Lead Research Organisation: University of Glasgow
Department Name: School of Engineering


The performance of modern electronic and optical components is dominated by thermal effects. Modern devices make extensive use of nanostructuring to obtain greatly enhanced optical and electronic properties, but this structuring comes at a significant cost since it reduces the ability of the materials used to conduct away heat. Thermal conduction at the nanoscale is significantly different to that observed at macroscopic distances, being subject to acoustic boundary reflection effects, ballistic conduction, phonon-wavelength dependent scattering and quantized thermal conduction. Since the physics of nanoscale thermal transport is so profoundly different it is necessary to develop new techniques for its measurement.

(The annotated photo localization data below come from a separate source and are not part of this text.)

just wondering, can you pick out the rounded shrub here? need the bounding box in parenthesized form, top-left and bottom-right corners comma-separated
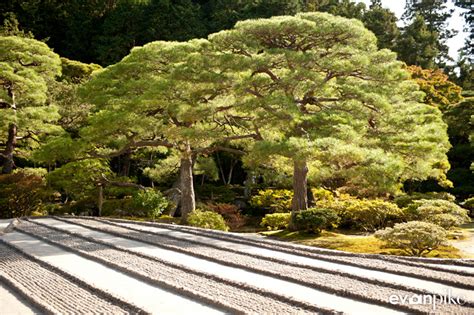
(250, 189, 293, 213)
(132, 189, 169, 220)
(393, 192, 456, 208)
(260, 213, 291, 230)
(375, 221, 447, 256)
(293, 208, 339, 234)
(0, 170, 49, 218)
(317, 197, 403, 232)
(405, 199, 470, 229)
(187, 210, 229, 231)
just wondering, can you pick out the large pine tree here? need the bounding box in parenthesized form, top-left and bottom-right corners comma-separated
(0, 36, 62, 173)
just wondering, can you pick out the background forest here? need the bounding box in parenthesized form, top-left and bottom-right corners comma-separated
(0, 1, 473, 256)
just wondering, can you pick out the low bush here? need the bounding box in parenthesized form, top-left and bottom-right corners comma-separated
(260, 213, 291, 230)
(293, 208, 339, 234)
(157, 214, 175, 223)
(0, 170, 50, 218)
(250, 189, 293, 213)
(206, 203, 246, 230)
(405, 199, 470, 229)
(461, 197, 474, 217)
(317, 198, 403, 232)
(187, 209, 229, 231)
(101, 198, 134, 217)
(132, 189, 169, 220)
(311, 188, 334, 202)
(393, 192, 456, 208)
(375, 221, 447, 256)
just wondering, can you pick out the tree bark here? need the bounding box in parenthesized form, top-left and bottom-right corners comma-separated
(291, 159, 309, 212)
(289, 159, 309, 230)
(97, 184, 104, 217)
(179, 145, 196, 222)
(119, 150, 131, 177)
(2, 123, 17, 174)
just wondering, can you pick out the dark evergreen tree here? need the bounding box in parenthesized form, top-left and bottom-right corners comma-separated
(362, 0, 400, 50)
(303, 0, 366, 20)
(403, 0, 456, 65)
(395, 14, 439, 69)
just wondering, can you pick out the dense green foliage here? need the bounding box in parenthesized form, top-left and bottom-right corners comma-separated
(393, 191, 455, 208)
(250, 189, 293, 213)
(0, 36, 62, 174)
(132, 189, 169, 219)
(187, 209, 229, 231)
(402, 0, 455, 66)
(211, 12, 450, 213)
(0, 1, 471, 238)
(260, 213, 291, 230)
(0, 169, 49, 218)
(293, 208, 340, 234)
(405, 199, 470, 229)
(316, 196, 404, 232)
(375, 221, 448, 256)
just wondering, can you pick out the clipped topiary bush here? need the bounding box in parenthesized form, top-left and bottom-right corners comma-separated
(375, 221, 447, 256)
(293, 208, 339, 234)
(250, 189, 293, 213)
(260, 213, 291, 230)
(317, 197, 403, 232)
(187, 210, 229, 231)
(132, 189, 169, 220)
(393, 192, 456, 208)
(405, 199, 470, 229)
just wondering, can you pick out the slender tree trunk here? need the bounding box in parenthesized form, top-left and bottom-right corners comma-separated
(2, 123, 17, 174)
(292, 159, 308, 211)
(97, 184, 104, 217)
(216, 152, 226, 185)
(226, 159, 237, 185)
(307, 185, 315, 208)
(180, 145, 195, 222)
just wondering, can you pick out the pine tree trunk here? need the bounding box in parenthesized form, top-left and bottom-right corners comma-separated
(2, 123, 17, 174)
(289, 159, 308, 230)
(180, 146, 195, 222)
(97, 184, 104, 217)
(292, 159, 308, 211)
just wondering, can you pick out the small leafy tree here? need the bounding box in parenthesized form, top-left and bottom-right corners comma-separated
(407, 65, 463, 111)
(375, 221, 447, 256)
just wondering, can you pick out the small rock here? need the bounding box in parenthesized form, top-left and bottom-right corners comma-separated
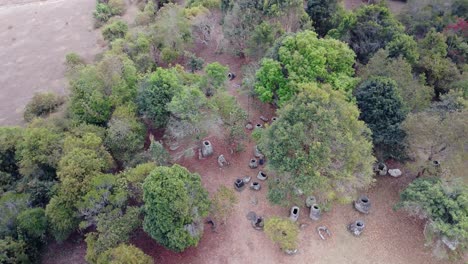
(245, 123, 253, 130)
(243, 176, 251, 183)
(388, 169, 402, 177)
(260, 116, 269, 122)
(217, 155, 228, 167)
(284, 249, 298, 255)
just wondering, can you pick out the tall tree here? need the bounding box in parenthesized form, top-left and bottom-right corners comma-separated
(355, 77, 408, 160)
(259, 84, 375, 204)
(143, 165, 210, 252)
(306, 0, 343, 37)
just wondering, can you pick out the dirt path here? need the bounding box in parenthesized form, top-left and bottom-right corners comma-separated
(0, 0, 104, 126)
(130, 11, 454, 264)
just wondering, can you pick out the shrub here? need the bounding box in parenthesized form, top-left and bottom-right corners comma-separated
(108, 0, 126, 15)
(17, 208, 47, 240)
(102, 20, 128, 42)
(94, 3, 113, 26)
(97, 244, 153, 264)
(23, 92, 65, 122)
(210, 186, 238, 224)
(264, 217, 299, 251)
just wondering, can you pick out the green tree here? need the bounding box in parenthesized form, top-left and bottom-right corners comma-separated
(260, 84, 375, 204)
(137, 68, 181, 127)
(123, 162, 157, 203)
(94, 3, 113, 27)
(329, 4, 405, 63)
(108, 0, 126, 15)
(201, 62, 228, 96)
(255, 30, 357, 106)
(386, 34, 420, 65)
(45, 196, 78, 242)
(143, 164, 210, 252)
(355, 77, 408, 160)
(97, 244, 153, 264)
(0, 193, 29, 238)
(402, 110, 467, 180)
(396, 178, 467, 254)
(167, 86, 207, 122)
(0, 237, 30, 264)
(210, 186, 238, 224)
(305, 0, 343, 37)
(151, 3, 192, 63)
(23, 92, 65, 122)
(264, 217, 299, 251)
(17, 208, 47, 240)
(359, 49, 434, 112)
(0, 127, 23, 192)
(17, 127, 63, 179)
(245, 21, 283, 58)
(68, 66, 112, 125)
(105, 104, 145, 165)
(85, 207, 141, 263)
(102, 20, 128, 42)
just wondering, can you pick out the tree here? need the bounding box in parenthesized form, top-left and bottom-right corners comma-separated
(85, 207, 141, 263)
(68, 66, 112, 125)
(123, 163, 157, 203)
(245, 21, 284, 59)
(0, 237, 30, 264)
(306, 0, 343, 37)
(396, 178, 467, 255)
(259, 84, 375, 204)
(17, 127, 63, 179)
(167, 86, 207, 122)
(386, 34, 420, 65)
(97, 244, 153, 264)
(255, 30, 357, 106)
(210, 186, 238, 224)
(0, 193, 29, 238)
(143, 165, 210, 252)
(17, 208, 47, 240)
(0, 127, 23, 191)
(151, 3, 192, 63)
(358, 49, 433, 112)
(105, 104, 145, 165)
(45, 196, 78, 242)
(102, 20, 128, 42)
(23, 92, 65, 122)
(355, 77, 409, 159)
(264, 217, 299, 251)
(329, 4, 405, 63)
(402, 110, 467, 179)
(137, 68, 181, 127)
(201, 62, 228, 96)
(108, 0, 126, 15)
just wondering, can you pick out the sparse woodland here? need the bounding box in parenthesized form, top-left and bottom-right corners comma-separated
(0, 0, 467, 262)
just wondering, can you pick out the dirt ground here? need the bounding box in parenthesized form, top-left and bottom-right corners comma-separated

Nanoscale thermal measurements are often made using "Scanning Thermal Microscopy", a technique related to Atomic Force Microscopy (AFM) in which a thermal sensor is combined with a MEMS AFM sensor to give high resolution measurements of topography and temperature at the same time. This project is concerned with the development and validation of techniques to quantify thermal conduction at the nanoscale using custom AFM probes which have two tips, separated by a few hundred nanometres. The two tips will act as heaters and thermometers, allowing a measurement of the temperature rise from the flow of a known thermal power: Classically this would constitute a measurement of thermal conductivity. Technical objectives are the development of a measurement methodology, determination of the range of validity of the measurement and quantification of errors in measurement with reference to the characteristics of known bulk materials. The project will involve nanofabrication of the advanced sensors in the James Watt Nanofabrication Centre combined with the development of the associated instrumentation and measurement techniques.